While building a tunnel beneath the Bosphorus Strait of today’s Turkey has long been the ambition of emperors and sultans throughout history, it is only now in the early 21st century that engineering technology has finally developed to the point where such an epic project can become a reality.
The new 13-kilometre Marmaray tunnel, which runs below the Bosphorus Strait between the Kazlicesme and Ayrilikcesme stations in Istanbul, may be the final realisation of a dream cherished by Roman and Turkish rulers for many centuries, yet it took engineers from Siemens only two months to complete once work began in earnest.
Following a delay of four years in the commencement of construction due to the discovery of Byzantine archaeological remains in the excavated soil, the Siemens team was given just six months by officials last year to finish the first phase of the project.
That brief schedule was tightened even further to a mere two months due to the government’s desire for the Marmaray tunnel to be up and running by the 90th anniversary of the Republic of Turkey.

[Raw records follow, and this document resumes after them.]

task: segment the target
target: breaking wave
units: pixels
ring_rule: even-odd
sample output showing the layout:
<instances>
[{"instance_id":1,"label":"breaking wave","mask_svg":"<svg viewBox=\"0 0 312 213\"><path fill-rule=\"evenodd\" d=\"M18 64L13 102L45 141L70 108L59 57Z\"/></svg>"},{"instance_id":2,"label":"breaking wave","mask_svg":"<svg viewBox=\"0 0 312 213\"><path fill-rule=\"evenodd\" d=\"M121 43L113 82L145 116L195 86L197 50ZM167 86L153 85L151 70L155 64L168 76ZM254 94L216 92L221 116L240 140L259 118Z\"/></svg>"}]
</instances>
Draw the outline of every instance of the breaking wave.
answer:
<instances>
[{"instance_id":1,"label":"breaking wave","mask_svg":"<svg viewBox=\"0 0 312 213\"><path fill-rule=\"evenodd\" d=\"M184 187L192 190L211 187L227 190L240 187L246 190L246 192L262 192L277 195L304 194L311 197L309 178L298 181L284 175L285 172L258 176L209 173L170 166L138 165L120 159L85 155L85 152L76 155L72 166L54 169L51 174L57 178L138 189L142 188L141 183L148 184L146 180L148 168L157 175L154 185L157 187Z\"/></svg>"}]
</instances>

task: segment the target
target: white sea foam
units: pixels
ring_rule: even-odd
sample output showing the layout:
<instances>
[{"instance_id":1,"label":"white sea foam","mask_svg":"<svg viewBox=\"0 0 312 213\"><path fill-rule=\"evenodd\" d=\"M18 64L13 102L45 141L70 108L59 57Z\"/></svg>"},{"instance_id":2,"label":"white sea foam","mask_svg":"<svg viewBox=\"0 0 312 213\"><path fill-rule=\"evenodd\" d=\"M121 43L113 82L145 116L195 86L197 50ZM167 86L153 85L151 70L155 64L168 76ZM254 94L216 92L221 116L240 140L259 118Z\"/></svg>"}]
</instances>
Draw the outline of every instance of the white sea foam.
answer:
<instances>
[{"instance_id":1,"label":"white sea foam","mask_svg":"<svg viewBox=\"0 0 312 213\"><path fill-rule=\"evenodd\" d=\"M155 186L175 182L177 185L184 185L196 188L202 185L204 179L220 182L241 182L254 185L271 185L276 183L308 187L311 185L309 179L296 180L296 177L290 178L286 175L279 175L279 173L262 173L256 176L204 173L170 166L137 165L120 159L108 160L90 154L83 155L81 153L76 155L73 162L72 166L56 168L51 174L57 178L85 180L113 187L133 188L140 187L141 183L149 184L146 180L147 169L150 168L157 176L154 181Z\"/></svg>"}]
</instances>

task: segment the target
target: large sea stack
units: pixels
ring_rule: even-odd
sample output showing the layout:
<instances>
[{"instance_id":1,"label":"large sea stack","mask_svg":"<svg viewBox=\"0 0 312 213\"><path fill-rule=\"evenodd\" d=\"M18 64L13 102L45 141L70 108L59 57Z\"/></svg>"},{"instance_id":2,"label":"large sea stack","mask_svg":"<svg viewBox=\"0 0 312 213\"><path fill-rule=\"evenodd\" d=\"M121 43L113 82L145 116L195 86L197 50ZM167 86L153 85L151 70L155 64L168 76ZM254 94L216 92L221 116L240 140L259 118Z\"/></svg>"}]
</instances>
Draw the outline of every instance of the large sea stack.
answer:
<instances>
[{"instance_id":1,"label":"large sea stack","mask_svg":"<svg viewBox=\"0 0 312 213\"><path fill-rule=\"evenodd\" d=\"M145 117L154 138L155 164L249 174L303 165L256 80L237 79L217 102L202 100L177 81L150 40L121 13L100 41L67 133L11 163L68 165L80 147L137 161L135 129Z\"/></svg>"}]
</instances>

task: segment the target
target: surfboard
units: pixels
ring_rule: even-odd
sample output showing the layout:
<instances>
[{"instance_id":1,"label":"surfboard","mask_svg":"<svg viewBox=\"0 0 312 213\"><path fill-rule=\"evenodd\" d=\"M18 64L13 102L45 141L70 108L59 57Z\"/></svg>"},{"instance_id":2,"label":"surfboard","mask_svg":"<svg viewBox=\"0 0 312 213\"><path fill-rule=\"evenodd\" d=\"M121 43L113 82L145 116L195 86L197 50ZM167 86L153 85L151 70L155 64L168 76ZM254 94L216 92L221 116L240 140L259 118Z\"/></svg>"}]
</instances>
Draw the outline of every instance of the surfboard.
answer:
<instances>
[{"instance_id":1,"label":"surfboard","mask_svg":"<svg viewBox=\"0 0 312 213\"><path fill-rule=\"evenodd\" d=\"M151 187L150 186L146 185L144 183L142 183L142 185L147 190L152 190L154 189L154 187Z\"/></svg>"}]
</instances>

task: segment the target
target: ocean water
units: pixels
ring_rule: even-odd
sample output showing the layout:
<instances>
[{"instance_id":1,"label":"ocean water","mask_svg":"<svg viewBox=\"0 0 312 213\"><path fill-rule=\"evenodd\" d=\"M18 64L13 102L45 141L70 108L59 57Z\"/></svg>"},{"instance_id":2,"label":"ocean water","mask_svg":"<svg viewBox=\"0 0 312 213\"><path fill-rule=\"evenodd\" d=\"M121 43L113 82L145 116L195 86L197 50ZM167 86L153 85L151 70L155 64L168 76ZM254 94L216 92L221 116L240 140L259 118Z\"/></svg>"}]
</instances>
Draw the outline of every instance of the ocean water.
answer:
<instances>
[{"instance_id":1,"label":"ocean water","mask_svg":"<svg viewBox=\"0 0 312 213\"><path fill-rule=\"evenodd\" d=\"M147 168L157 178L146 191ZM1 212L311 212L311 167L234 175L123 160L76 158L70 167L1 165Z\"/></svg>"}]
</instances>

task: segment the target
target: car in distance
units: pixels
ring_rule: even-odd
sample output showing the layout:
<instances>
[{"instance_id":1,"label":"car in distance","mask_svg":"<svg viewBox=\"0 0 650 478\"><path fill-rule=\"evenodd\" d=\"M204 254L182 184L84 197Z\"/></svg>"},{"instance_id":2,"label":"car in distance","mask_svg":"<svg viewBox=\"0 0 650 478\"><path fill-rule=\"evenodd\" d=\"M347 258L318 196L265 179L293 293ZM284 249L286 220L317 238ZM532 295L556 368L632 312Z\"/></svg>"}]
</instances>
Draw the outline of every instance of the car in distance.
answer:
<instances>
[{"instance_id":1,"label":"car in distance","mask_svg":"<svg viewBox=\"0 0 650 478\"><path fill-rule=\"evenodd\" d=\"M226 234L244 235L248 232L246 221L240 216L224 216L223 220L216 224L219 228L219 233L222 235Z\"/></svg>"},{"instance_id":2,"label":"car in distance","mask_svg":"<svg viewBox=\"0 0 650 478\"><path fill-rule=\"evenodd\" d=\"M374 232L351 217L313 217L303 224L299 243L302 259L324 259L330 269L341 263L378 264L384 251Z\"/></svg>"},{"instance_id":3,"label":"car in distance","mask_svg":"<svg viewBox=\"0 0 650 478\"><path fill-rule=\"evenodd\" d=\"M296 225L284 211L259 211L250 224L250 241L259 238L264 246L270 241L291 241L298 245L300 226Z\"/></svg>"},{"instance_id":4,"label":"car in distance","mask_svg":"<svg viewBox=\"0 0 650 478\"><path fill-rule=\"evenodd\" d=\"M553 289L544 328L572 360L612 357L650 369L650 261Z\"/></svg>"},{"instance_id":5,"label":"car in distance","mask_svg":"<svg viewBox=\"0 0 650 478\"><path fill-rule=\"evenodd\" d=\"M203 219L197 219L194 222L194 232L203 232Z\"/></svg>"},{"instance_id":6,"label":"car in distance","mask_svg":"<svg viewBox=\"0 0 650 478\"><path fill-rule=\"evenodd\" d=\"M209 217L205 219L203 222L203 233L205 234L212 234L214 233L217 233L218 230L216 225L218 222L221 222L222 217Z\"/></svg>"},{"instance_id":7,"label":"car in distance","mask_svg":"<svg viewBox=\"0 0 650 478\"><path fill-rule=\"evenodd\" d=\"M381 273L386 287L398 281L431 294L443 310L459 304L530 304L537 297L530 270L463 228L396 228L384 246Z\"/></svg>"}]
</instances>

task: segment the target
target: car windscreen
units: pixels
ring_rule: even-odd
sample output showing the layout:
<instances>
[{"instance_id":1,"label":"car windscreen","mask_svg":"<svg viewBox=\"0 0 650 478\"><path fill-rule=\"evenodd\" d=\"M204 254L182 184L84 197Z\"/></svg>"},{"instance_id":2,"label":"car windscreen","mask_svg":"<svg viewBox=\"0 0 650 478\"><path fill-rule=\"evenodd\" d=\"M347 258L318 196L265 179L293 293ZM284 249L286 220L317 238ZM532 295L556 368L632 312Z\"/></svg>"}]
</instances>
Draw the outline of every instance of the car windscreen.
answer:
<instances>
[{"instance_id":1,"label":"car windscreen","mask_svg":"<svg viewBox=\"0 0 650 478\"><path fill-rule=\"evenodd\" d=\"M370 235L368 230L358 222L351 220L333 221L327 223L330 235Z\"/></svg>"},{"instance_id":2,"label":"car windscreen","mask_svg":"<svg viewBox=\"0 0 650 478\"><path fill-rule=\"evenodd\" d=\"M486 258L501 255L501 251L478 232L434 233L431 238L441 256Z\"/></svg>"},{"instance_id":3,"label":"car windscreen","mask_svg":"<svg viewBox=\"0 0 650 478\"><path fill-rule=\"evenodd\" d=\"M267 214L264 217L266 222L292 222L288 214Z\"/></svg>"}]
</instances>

“That was a challenge, but we met it successfully,” said Javier Raposo of Siemens Rail Automation in Istanbul.
Construction of the tunnel was hugely challenging and complex given the huge volume of passenger traffic expected, as well as the susceptibility of the area to heavy earthquakes.
Trains run through the tunnel at two-minute intervals in order to maintain a passenger flow of around 75,000 people per hour when operating at maximum capacity – the equivalent of one million commuters in a single day.

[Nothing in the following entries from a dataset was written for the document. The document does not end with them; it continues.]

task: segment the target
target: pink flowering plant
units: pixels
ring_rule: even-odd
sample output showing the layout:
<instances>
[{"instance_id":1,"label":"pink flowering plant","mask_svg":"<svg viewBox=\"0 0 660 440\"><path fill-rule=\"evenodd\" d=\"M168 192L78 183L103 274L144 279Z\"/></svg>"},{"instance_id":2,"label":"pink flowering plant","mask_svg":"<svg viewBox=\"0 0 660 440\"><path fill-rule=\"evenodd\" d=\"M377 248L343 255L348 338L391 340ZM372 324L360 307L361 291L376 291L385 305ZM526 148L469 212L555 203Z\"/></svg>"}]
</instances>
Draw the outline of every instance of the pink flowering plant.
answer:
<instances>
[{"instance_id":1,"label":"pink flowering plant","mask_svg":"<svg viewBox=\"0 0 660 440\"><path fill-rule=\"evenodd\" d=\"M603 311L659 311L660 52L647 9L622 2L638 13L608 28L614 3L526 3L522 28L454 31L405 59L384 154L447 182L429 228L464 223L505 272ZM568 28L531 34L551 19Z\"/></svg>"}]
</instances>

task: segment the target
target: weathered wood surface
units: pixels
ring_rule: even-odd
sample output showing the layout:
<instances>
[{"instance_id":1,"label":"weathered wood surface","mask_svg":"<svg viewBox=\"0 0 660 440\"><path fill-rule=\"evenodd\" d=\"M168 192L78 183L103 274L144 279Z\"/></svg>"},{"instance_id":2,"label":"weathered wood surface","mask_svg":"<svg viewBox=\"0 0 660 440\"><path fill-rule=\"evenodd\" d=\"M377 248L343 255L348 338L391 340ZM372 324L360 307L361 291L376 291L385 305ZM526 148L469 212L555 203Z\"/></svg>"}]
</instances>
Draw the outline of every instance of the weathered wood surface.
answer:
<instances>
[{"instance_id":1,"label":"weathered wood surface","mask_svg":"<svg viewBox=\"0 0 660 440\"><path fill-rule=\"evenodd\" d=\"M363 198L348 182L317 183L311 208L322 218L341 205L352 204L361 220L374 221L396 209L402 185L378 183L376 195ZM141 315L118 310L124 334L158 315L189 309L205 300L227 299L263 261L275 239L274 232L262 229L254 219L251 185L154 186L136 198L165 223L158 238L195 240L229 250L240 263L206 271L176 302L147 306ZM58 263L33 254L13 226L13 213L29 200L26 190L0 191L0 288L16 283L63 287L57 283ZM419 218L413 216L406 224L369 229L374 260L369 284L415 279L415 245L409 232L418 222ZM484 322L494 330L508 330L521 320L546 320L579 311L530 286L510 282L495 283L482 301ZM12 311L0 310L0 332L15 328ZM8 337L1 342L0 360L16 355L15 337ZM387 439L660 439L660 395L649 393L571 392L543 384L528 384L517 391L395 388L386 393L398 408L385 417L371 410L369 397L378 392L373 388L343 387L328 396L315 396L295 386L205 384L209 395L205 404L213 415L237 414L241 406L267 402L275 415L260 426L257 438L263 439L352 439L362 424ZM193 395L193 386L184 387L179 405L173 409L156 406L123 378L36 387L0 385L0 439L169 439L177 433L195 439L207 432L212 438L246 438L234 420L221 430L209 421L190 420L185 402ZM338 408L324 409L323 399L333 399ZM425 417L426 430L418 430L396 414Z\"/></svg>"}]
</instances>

This rapid-fire rate of movement was achieved via the deployed of a “moving block system,” comprised of several sophisticated systems for the comprehensive signalling and control of all vehicles. The system is capable of gathering data on the velocity and location of each individual train via small sensor plates embedded in the tracks, coordinating the movements of the entire fleet of vehicles, and providing reciprocal feedback on the speeds at which each of them are permitted to travel at which segments of the tunnel.
This essentially means that the movements of each train running on the system can be automatically adjusted depending on the locus and speed of its peers.
“The crucial feature of our train control system is that it knows what conclusions must be drawn on the basis of the information,” Raposo said. “It always knows how fast each train is traveling, when it stops, and when it starts up again it knows the positions of the individual trains, and it recalculates the driving speed and braking distance for all the CBTC trains that are on a given route.”
The need for efficient tunnel transportation beneath the Bosphorus is keener now than ever before given that approximately a third of Istanbul’s 15 million-strong population traverse it during their daily work commutes, yet were previously only served by a ferry service and three highly congested bridges.
The opening of the MarmaRay means Istanbul commuters will now be able to travel between Europe and Asia in just five minutes.
In addition to providing far greater convenience to Istanbul commuters and lightening the city’s traffic burdens, the tunnel is also a marvel of seismic-proof engineering, capable of withstanding earthquakes measuring up to nine on the Richter scale.
Additional measures have also been introduced to preserve the lives and safety of commuters in a worst case scenario. Sensors trigger an alarm should an earthquake or water ingress occur, shutting gates at either end of the 1.4-kilometre segment of the tunnel which runs beneath the seabed, as well as compelling trains to stop prior to reaching it.